This patch set fix two attr inactive problems:
Guo Xuenan (1): xfs: force shutdown xfs when xfs_attr_inactive fails
Zhang Yi (2): xfs: factor out __xfs_da3_node_read() xfs: atomic drop extent entries when inactiving attr
fs/xfs/libxfs/xfs_da_btree.c | 5 +-- fs/xfs/libxfs/xfs_da_btree.h | 15 ++++++-- fs/xfs/xfs_attr_inactive.c | 66 ++++++++++++++++++++++++++---------- 3 files changed, 65 insertions(+), 21 deletions(-)

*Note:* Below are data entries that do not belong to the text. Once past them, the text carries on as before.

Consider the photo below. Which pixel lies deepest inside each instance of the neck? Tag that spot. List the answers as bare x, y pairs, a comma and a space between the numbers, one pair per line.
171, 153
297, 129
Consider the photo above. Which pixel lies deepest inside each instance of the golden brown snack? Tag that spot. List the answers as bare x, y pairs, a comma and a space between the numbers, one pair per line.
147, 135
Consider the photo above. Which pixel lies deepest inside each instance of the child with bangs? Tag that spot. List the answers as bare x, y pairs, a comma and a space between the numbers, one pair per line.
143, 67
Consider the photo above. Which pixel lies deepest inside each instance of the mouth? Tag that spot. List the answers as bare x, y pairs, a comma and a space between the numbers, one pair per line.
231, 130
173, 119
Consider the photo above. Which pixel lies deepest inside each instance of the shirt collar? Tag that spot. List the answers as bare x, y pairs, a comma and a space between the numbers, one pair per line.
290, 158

From: Guo Xuenan guoxuenan@huawei.com
hulk inclusion category: bugfix bugzilla: https://gitee.com/openeuler/kernel/issues/I8RKY8 CVE: NA
--------------------------------
I observed the following evidence of a leak while xfs_inactive failed. Especially in Debug mode, when xfs_attr_inactive failed, current exception path handling rudely clear inode attr fork, and if the inode is recycled then assertion will accur, if not, which may also lead to memory leak.
Since xfs_attr_inactive is supposed to clean up the attribute fork when the inode is being freed. While it removes the in-memory attribute fork even in the event of truncate attribute fork extents failure, then some attr data may left in memory and never be released. By avoiding blukstat ioctl concurrent access this inode, force shutdown xfs when this situation occurs.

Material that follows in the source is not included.